Almost every episode made me laugh out loud as well as cringe at the suspense and violence. Homicide: Life on the Street
still holds its rank as my all-time favorite television series, but The Sopranos holds a close second. It was a roller
coaster ride, watching Tony Soprano, an innately evil man, come so close to redemption only to fall again. Unlike most
other gangster movies in which the audience is subconsciously encouraged to check their morals at the door and unwittingly
cheer for the evil gangster, I found myself longing to see Tony overcome his dark inclinations. Again and again, I was disappointed
in him as he came so close and then failed.

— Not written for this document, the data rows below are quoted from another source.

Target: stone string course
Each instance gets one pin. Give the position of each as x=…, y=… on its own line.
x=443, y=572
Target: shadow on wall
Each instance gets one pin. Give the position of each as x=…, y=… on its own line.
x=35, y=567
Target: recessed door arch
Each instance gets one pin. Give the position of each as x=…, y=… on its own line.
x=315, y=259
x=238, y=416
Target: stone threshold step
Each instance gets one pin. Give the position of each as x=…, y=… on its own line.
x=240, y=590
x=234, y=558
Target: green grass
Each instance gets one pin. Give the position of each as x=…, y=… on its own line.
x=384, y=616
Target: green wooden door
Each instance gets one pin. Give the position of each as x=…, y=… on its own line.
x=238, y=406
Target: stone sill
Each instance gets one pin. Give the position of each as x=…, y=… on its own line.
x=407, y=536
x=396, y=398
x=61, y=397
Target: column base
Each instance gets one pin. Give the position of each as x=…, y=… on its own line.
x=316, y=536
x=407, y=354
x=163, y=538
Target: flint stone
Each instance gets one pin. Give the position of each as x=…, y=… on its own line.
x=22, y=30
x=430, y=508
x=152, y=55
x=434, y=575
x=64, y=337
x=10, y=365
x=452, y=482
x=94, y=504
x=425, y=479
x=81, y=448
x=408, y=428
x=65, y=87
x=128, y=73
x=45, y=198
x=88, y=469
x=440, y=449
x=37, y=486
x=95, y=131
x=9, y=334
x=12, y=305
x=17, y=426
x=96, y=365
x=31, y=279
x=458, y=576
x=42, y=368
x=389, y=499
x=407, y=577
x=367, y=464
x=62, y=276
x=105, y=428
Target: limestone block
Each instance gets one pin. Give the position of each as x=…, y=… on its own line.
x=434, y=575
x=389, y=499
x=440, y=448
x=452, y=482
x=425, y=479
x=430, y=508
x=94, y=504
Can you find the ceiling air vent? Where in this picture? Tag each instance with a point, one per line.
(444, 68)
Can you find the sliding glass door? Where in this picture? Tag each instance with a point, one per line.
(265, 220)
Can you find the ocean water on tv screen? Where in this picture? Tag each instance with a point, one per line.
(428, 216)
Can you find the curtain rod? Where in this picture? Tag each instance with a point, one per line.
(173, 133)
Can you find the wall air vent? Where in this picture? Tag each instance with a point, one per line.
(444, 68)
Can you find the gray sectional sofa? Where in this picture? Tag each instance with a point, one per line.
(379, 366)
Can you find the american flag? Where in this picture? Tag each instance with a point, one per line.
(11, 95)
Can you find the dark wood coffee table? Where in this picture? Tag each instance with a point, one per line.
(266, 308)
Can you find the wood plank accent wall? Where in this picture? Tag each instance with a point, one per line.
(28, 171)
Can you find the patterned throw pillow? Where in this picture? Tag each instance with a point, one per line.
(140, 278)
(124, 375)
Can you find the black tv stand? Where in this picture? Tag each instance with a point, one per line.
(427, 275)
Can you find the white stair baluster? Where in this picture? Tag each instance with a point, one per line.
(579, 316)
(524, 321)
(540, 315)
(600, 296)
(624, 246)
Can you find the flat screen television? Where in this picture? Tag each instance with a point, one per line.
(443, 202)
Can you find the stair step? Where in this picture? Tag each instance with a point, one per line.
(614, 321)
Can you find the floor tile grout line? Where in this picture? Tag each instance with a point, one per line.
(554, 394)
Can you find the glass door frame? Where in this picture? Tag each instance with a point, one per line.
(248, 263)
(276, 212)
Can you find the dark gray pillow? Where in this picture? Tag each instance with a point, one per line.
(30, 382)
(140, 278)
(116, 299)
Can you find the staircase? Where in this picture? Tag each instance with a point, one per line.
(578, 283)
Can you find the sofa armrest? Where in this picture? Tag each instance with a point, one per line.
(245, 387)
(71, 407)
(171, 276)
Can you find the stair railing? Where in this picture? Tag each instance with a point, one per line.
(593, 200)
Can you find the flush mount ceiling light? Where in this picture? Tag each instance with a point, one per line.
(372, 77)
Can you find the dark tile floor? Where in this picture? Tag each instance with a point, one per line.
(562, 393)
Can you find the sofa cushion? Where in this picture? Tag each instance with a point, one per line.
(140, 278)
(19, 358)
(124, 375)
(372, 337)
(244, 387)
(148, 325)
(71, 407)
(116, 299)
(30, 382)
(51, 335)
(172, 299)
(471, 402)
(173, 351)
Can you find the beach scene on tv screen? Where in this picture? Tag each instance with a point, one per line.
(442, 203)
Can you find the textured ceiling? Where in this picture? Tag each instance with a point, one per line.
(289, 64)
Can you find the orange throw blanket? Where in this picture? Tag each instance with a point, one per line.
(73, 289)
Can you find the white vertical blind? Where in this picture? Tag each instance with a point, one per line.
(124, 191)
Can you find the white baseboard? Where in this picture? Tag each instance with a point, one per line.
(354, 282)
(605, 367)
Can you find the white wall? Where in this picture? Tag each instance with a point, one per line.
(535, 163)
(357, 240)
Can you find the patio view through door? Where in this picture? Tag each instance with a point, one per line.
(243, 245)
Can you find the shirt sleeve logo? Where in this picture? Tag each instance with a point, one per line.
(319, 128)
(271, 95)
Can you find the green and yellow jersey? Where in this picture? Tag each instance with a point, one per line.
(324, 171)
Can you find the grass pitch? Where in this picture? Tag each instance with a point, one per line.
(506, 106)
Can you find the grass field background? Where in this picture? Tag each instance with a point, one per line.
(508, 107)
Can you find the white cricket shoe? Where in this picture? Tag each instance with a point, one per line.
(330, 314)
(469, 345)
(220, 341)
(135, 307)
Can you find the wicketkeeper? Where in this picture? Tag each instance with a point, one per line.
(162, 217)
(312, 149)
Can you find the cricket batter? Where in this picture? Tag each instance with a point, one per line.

I assume if you are reading this far, you are not concerned about having
the ending spoiled for you, so let me, as many bloggers before me, give my $0.02 on the ending. Perhaps I was at an
advantage with having watched the entire series within two months as opposed to 8 years. I quickly became accustomed
to the writing and directorial style of The Sopranos. The creators take for granted that their audience is intelligent,
and therefore details are not spoon-fed to the audience as in many network serials.
There are entire essays
analyzing the final scene of The Sopranos, so I will not presume to duplicate them. The final scene can be summed up
like this: Throughout the series, it is alluded to---if not emphasized---by Tony himself, that there are only two possible
fates for men like him: "dead or in the can." Additionally, in the final few episodes it is proclaimed that the
guy taking the bullet never hears it. In the final scene, a tempo and pattern is established. We see Tony, then
the very next image is from his point of view, i.e. what he sees. This pattern is repeated at least six times in this
final sequence, therefore, the viewer is trained to know that the image following any scene with Tony looking up is what he sees. Now, there are other shots, mind you, to maintain continuity and to add to the
mood, but make no mistake, if Tony is center frame, the next image is from his point-of-view. This is further emphasized
by the ringing of the bell that occurs when the diner door is opened. So, we have both visual and auditory clues: The
bell rings, Tony looks up, we see exactly what he sees, then we see his reaction. The viewer already knows this is the
final episode which no doubt adds to the tension. Finally, we hear the bell, we see Tony casually look up expectantly awaiting
his daughter, the only member of his family not yet seated at the table, then---the intelligent audience knowing the next
thing we see is what Tony sees---nothing. The screen goes black. The music playing in the diner simultaneously
and abruptly ceases. Black...silence...nothingness. For a full 10 seconds we are shown only a blank screen, then
the credits roll, even still, no music. In 86 episodes, this is the only episode that has no music during the credits.
It is jarring and unsettling. The only logical explanation is that we saw what Tony saw. He died. Presumably
from a gunshot to the head given the abruptness. He "never heard it". The Sopranos creators assumed their intelligent
audience would be taken off guard, but ultimately would understand it after the initial shock given the foreshadowing. Pure.